Two sailors in that category are New Zealand’s Laser sailor Sam Meech and Australia’s Jake Lilley in the Finn. Something else they share: relief.
“It’s really important to get through the selection process, it takes about 18 months and it does start to weigh on you a little bit, so to get the nod is a bit of a relief,” says Lilley.
With relief evident and selection confirmed the focus for Lilley is now, as simple as it sounds, racing, “I’m working on a bit of race process here [at the Sailing World Cup]. Most of our equipment is in Brazil right now so the main focus is on racing and not the equipment set up so much. The calibre of the fleet here is full of guys close to the top end so it’s all about racing and execution. This is the first and last regatta before Rio since the selection.”
In his ‘first and last regatta’, Lilley will compete against formidable opponents such as Great Britain’s four-time world champion Giles Scott, France’s London 2012 Olympic bronze medallist Jonathan Lobert and Finland’s Tapio Nirkko in the Finn Sailing World Cup fleet.
In another strong fleet and echoing the thoughts of his Trans-Tasman neighbour, Meech also felt the weight lift from his shoulders with his national selection confirmed, “It’s fantastic and it’s a pressure release which has been building since half way through last year.”

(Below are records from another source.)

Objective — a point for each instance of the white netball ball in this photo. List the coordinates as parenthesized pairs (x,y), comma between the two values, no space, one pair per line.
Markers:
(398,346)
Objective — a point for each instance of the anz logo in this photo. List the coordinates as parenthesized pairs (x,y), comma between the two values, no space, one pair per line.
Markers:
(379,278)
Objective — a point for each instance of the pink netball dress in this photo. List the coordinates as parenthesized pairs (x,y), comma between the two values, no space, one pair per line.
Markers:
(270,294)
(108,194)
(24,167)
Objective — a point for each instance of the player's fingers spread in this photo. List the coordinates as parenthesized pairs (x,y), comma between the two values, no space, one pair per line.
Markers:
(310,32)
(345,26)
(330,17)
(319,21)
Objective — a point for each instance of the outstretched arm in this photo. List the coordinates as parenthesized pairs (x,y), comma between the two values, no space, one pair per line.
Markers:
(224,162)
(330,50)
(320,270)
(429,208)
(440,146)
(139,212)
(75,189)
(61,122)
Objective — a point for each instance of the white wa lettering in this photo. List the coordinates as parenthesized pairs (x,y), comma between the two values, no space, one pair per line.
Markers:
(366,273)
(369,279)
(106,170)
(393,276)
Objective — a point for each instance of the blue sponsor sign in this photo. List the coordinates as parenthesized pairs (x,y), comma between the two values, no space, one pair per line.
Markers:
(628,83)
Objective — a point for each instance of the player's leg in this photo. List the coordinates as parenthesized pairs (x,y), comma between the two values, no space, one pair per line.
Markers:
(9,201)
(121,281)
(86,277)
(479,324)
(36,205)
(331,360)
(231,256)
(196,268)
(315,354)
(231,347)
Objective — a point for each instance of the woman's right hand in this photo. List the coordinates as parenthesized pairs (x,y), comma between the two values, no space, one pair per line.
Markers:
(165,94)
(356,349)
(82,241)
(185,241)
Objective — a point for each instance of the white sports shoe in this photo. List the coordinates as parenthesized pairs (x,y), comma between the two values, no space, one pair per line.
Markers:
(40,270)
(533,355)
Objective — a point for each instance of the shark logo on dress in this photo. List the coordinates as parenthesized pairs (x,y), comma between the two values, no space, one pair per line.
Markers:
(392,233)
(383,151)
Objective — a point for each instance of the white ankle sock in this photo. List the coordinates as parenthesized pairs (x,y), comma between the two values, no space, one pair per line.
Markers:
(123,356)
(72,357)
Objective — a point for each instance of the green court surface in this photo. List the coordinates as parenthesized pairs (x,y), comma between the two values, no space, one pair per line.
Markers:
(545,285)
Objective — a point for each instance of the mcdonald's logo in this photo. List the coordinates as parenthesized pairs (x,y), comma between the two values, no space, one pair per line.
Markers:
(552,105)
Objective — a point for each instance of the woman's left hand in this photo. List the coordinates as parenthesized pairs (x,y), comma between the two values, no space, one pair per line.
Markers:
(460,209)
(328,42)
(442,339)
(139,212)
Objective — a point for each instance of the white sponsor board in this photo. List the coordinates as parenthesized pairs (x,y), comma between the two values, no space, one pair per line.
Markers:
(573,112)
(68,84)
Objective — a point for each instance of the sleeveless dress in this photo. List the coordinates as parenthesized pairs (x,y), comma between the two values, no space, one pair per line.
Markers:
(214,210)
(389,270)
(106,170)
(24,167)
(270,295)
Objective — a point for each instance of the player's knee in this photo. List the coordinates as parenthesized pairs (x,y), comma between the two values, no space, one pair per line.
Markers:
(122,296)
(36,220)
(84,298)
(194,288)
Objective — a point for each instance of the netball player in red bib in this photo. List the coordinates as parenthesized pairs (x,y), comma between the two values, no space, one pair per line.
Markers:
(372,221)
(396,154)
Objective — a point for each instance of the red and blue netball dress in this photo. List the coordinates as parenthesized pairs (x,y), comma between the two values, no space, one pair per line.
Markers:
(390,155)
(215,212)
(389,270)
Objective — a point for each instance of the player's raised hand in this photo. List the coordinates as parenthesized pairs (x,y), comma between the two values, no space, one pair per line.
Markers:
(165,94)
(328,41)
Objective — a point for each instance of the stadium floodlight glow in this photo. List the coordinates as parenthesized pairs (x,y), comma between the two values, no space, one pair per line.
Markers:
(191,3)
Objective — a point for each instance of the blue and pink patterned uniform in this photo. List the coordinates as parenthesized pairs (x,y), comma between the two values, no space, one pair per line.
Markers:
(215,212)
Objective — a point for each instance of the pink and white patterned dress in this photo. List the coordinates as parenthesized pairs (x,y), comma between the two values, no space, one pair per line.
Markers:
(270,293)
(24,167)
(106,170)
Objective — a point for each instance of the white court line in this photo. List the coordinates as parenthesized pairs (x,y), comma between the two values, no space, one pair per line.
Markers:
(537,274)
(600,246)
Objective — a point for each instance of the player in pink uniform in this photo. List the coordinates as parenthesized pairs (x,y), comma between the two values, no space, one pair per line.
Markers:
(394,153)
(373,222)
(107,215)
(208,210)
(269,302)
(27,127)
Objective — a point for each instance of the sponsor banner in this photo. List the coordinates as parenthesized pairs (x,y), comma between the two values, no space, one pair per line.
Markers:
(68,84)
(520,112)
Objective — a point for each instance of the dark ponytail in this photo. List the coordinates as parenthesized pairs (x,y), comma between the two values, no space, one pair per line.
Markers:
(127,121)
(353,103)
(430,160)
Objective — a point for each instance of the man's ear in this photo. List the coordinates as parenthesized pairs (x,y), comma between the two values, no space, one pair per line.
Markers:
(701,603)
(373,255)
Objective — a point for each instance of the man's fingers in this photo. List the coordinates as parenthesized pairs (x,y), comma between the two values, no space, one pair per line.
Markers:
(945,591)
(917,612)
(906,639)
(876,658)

Again with the same train of thought as the Aussie towards the Sailing World Cup timing, Meech says, “It’s the last big race for all us really and there are some things I want to work on before I head back out to train in Rio. The fleet looks pretty good. There are a lot of the top guys here so there should be some good racing.”
An area that Meech’s preparations differ is in the processes the Kiwi has to get used to, “The fleet size will be very similar to that of the Games so in that respect this regatta is fantastic but working one on one with the coach is a bit different as there is usually a team of us. That’s a bit strange.”
Meech won’t be totally alone in Rio as compatriot Andy Maloney will be in attendance to act as a training partner, but the coaching will be solely focused on him as there is only one spot per country in each Rio 2016 fleet. This is a big step out of the comfort zone for Meech who usually has a team to rely upon, “There has been five or six of us in the squad every time I have been sailing. It feels really weird not having the other guys here and training with them.”
Whether comfortable or not, both Meech and Lilley will be looking to take the opportunity presented to them at Weymouth and Portland to race in high calibre fleets in the home of London 2012, before they head to the next adventure of Rio 2016.
Getting used to the processes, the similar size fleets, the high calibre opponents and racing in the last big regatta before the Olympic Sailing Competition are all achievable steps for every sailor, including Meech and Lilley who have their national selection confirmed.
For the rest, it is the final chance to test against the future Olympians and push for a Sailing World Cup medal.
Racing kicks off on Wednesday 8 June and will conclude on Sunday 12 June with the Medal Races which will be broadcast live on the World Sailing TV YouTube Channel.